Wilson: The primary funding of the film was, to my surprise, ITVS, which is 40 percent of the budget. And they came on when I was pretty far along in the process, while I was editing. The film got rejected from many, many grants. It was much harder to raise money for than After Tiller, I think because it doesn’t have a political issue attached, and it’s a hard subject. But, I had been rejected from almost everything over and over, and so, I wasn’t even applying to ITVS. And I saw [a former ITVS executive] at a party and she was like, “Why didn’t you apply?” And I thought there was just no chance that ITVS would want to support this subtitled movie about death. She encouraged me strongly, and I could not believe that I actually got it.

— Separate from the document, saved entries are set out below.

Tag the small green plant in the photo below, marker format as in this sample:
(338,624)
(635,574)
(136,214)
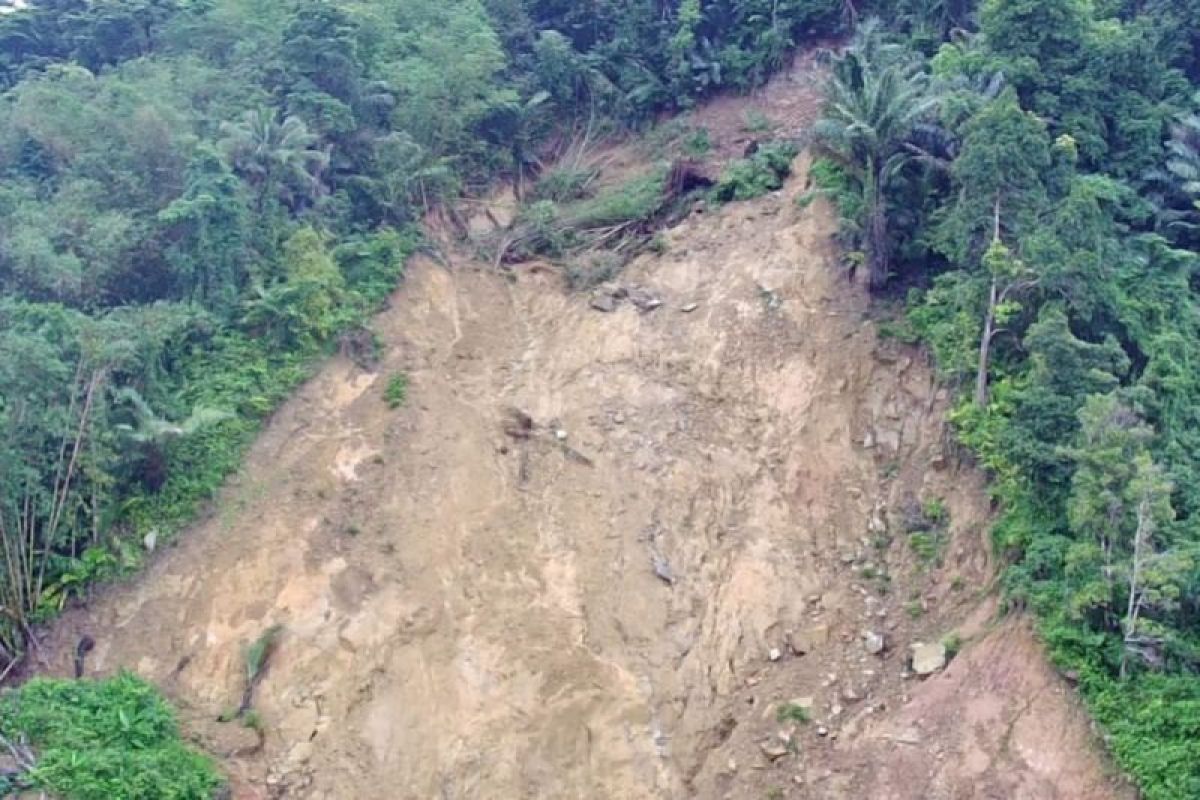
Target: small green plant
(252,720)
(256,657)
(101,739)
(792,713)
(755,121)
(395,394)
(761,173)
(953,644)
(927,545)
(936,512)
(697,143)
(563,185)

I wouldn’t have been able to finish the film, no way, if that hadn’t happened. And now I’ve become completely obsessed with ITVS and public media in general. It’s taxpayer money, and they keep such careful track of every dollar. It’s very moving, how careful they are with this money, and how low cost they keep everything. And they’re doing such great films. They did I Am Not Your Negro. They’ve done just such extraordinary stuff. We live in a country where there’s so little government support for the arts, but what little there is is being so well-managed by them. They’ve been such sensitive, insightful viewers of cuts of this film and so supportive. They’ve never been like, “We need you to speed things up here to make it a little easier for TV.” So they were lifesavers.